Three pieces mounted on thick paper:
Letterhead ‘28 Princes Gate Kensington’, address was Earl Grosvenor MP’s home at the time.
Letter measures 17.5 X 11 cm. sheet measures 37 X 24 cm
Hugh Lupus Grosvenor, 1st Duke of Westminster, KG PC JP (13 October 1825 – 22 December 1899), styled Viscount Belgrave between 1831 and 1845 and Earl Grosvenor between 1845 and 1869 and known as The Marquess of Westminster between 1869 and 1874, was an English landowner, politician and racehorse owner. He inherited the estate of Eaton Hall in Cheshire and land in Mayfair and Belgravia, London, and spent much of his fortune in developing these properties. Although he was a member of parliament from the age of 22, and then a member of the House of Lords, his main interests were not in politics, but rather in his estates, in horse racing, and in country pursuits. He developed the stud at Eaton Hall and achieved success in racing his horses, winning the Derby on four occasions. Grosvenor also took an interest in a range of charities. At his death he was considered to be the richest man in Britain.

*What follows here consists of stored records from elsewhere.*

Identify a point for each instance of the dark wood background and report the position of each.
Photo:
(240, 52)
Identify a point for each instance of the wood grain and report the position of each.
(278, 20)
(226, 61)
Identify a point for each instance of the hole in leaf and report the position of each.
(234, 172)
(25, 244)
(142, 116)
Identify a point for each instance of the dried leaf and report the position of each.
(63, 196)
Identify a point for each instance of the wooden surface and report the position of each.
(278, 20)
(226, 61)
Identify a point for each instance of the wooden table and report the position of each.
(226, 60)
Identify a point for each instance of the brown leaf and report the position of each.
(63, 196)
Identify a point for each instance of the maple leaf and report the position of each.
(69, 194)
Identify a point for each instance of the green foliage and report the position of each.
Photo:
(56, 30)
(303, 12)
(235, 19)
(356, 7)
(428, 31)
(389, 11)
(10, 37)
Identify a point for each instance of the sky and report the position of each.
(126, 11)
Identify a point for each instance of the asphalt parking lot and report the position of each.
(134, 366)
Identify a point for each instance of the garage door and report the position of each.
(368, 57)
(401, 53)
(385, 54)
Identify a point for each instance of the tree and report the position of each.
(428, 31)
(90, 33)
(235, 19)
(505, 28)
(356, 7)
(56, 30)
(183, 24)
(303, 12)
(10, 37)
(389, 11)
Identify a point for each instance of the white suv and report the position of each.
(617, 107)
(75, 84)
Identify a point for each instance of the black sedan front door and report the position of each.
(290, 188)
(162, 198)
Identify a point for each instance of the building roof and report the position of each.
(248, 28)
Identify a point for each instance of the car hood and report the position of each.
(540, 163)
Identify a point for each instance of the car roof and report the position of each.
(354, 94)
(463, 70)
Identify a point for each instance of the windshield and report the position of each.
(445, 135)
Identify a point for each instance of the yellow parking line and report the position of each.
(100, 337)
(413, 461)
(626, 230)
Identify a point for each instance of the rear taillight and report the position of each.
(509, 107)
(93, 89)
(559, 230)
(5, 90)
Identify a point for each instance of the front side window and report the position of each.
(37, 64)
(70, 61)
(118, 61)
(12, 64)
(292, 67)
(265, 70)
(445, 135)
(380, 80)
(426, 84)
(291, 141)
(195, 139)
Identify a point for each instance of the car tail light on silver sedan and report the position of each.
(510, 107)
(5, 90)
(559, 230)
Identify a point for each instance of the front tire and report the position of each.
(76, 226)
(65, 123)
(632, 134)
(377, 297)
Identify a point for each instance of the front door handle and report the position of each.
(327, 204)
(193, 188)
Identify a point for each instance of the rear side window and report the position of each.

Robert Dudley Baxter (1827 – 1875) was an English economist and statistician, educated privately and at Trinity College, Cambridge University. He studied law and entered his fathers firm of Baxter & Co., solicitors, with which he was connected until his death. Though studiously attentive to business, he was enabled, as a member of the Statistical and other learned societies, to accomplish much useful economic work.